Wer keine Zähne mehr hat, braucht gute Augen. Das gilt zumindest für Personen, die für ihre künstlichen Zähne Kukident benutzen. Die Schriftgrösse auf der Verpackung ist so klein, dass man sie kaum lesen kann. «Auch mit der Brille konnte ich nicht entziffern, was da steht», ärgert sich saldo-Leserin Ruth El Bay-Hofer aus Bern.
saldo-Leser Lucas B. aus Zürich kaufte in der Migros eine Packung «Tessiner Platte» von Rapelli mit Salami und Schinken. Die Zutaten sind auf der Rückseite auf eine Etikette gedruckt. Platz für eine lesbare Schriftgrösse hätte es genug. Weshalb so viel Papier und dann doch nur «eine so winzige Schrift» verwendet wurde, ist für Lucas B. ein Rätsel. Er sagt: «Krasser könnte es gar nicht sein.»
Kukident und Tessiner Platte sind kein Einzelfall. saldo hat weitere Produkte gefunden und wollte bei einer Strassenumfrage in Zürich wissen, was Konsumenten dazu sagen.
Beispiel «Gesichts-Kaltwachsstreifen» von Veet: «Da wird einem ja schlecht, wenn man versucht, das zu lesen. Das ist eine Katastrophe», sagt Nina Diller (42) aus Dübendorf. Oder «Rescue Pastillen» von Bach-Blüten. «Um das zu lesen, bräuchte ich eine Lupe. Das ist besonders mühsam, wenn man im Stress ist», sagt Marianne Pauli (67) aus Thalwil. Und für Françoise Reymond (58) aus Dietlikon ist «die Schrift auf der Etikette der Olivenpaste von «Le conserve della nonna» so klein, dass «gar nicht erkennbar ist, ob das überhaupt Deutsch ist».

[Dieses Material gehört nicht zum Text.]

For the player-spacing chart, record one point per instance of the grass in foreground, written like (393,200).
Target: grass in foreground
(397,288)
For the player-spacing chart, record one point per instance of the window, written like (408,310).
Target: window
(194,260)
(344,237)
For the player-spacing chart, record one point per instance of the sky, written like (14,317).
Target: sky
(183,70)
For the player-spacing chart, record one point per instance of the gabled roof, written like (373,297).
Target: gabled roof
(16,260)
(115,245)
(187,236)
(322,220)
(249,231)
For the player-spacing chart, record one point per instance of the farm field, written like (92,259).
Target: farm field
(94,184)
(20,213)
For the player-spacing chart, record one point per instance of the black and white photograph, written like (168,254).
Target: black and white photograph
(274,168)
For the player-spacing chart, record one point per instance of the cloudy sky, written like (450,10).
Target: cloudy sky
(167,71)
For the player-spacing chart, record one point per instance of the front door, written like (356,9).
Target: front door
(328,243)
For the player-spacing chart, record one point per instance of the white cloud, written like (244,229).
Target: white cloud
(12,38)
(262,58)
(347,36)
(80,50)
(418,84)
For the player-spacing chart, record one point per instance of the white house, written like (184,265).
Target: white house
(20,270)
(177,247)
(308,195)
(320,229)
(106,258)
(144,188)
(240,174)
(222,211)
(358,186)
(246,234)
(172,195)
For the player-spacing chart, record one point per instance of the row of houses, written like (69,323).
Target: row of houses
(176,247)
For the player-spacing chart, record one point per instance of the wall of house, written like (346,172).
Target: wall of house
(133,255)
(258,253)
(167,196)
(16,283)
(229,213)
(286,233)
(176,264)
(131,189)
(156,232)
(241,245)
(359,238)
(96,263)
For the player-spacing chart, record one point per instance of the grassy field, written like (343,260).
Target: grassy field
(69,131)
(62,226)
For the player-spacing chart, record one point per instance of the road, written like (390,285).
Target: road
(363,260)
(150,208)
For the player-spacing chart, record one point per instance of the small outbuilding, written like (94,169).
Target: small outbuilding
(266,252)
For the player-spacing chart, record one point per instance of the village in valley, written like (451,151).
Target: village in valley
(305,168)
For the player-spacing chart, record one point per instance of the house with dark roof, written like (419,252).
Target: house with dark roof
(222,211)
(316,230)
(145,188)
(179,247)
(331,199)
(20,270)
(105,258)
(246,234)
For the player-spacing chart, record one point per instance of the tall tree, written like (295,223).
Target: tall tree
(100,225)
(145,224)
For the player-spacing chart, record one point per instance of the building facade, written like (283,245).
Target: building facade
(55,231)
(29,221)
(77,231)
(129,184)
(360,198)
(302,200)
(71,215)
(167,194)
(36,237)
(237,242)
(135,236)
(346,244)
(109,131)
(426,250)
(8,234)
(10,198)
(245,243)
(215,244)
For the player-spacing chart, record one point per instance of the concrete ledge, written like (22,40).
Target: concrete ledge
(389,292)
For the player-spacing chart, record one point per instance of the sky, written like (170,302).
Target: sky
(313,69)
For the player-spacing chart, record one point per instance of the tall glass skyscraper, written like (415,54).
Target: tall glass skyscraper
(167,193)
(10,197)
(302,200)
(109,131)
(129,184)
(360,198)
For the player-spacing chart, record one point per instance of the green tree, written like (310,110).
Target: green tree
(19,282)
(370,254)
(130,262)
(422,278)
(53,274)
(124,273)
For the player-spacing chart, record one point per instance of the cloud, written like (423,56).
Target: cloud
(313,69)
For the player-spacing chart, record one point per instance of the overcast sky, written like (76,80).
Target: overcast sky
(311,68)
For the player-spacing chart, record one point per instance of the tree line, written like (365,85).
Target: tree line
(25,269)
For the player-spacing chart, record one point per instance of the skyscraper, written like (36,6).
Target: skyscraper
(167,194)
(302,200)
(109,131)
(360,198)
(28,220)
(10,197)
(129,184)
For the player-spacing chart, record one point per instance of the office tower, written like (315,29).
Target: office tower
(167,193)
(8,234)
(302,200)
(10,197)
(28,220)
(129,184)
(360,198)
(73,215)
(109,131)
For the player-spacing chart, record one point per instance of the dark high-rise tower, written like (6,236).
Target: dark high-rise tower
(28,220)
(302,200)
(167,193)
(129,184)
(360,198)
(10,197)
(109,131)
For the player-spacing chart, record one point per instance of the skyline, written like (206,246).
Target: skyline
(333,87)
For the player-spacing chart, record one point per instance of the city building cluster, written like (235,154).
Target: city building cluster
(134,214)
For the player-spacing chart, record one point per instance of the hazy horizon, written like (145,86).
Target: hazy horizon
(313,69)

Hersteller ignorieren Gesetz und Empfehlungen
Gemäss Schweizer Lebensmittelverordnung muss die Schriftgrösse auf Verpackungen «leicht lesbar und unverwischbar» sein. Was das heisst, ist unklar. Die Kantonschemiker haben deshalb «Interpretationshilfen zur Lebensmittelgesetzgebung» zuhanden der Hersteller herausgegeben: Zu verwenden sind mit Vorteil schnörkellose Schriften wie Arial und Helvetica. Die Schrift muss mindestens 7 Punkt gross sein und der Zeilenabstand darf die Lesbarkeit nicht beinträchtigen.
Eine Überprüfung des Labors Veritas in Zürich im Auftrag von saldo ergab: Die Schriften etwa bei Kukident und bei den Bachblüten-Pastillen sind viel zu klein: «Das ist maximal eine 5-Punkt-, wenn nicht sogar eine 4-Punkt-Schrift», sagt Markus Lüönd, Prüfleiter Chemie, Lebensmittel und Pharma.
Die EU hat das Problem erkannt. Ab 13. Dezember gelten neue Vorschriften für die Lebensmittelkennzeichnung. «Alle verpflichtenden Informationen» müssen dann «mindestens in 1,2 mm grosser Schrift gedruckt werden». «Das entspricht einer Schriftgrösse von 7 Punkt», sagt Lüönd. Also derselben Grösse, wie sie die Kantonschemiker vorschlagen.
Der Bund überlässt die Verantwortung den Kantonen
Und was macht der Bund? Das zuständige Bundesamt für Lebensmittel und Veterinärwesen schiebt die Verantwortung auf die Kantone ab. «Wir haben keine Kompetenz für die Marktkontrolle», sagt Mediensprecherin Eva van Beek. Diese liege bei den kantonalen Behörden. Nur: Solange die Vorschriften der Kantonschemiker nicht im Gesetz verankert sind, können diese nicht mehr tun, als die Hersteller auf die kleine Schrift hinzuweisen.
Gemäss van Beek soll die Minimalgrenze für Schriftgrössen im Rahmen der Totalrevision des Lebensmittelrechts eingeführt werden. Das heisst frühestens ab 2016.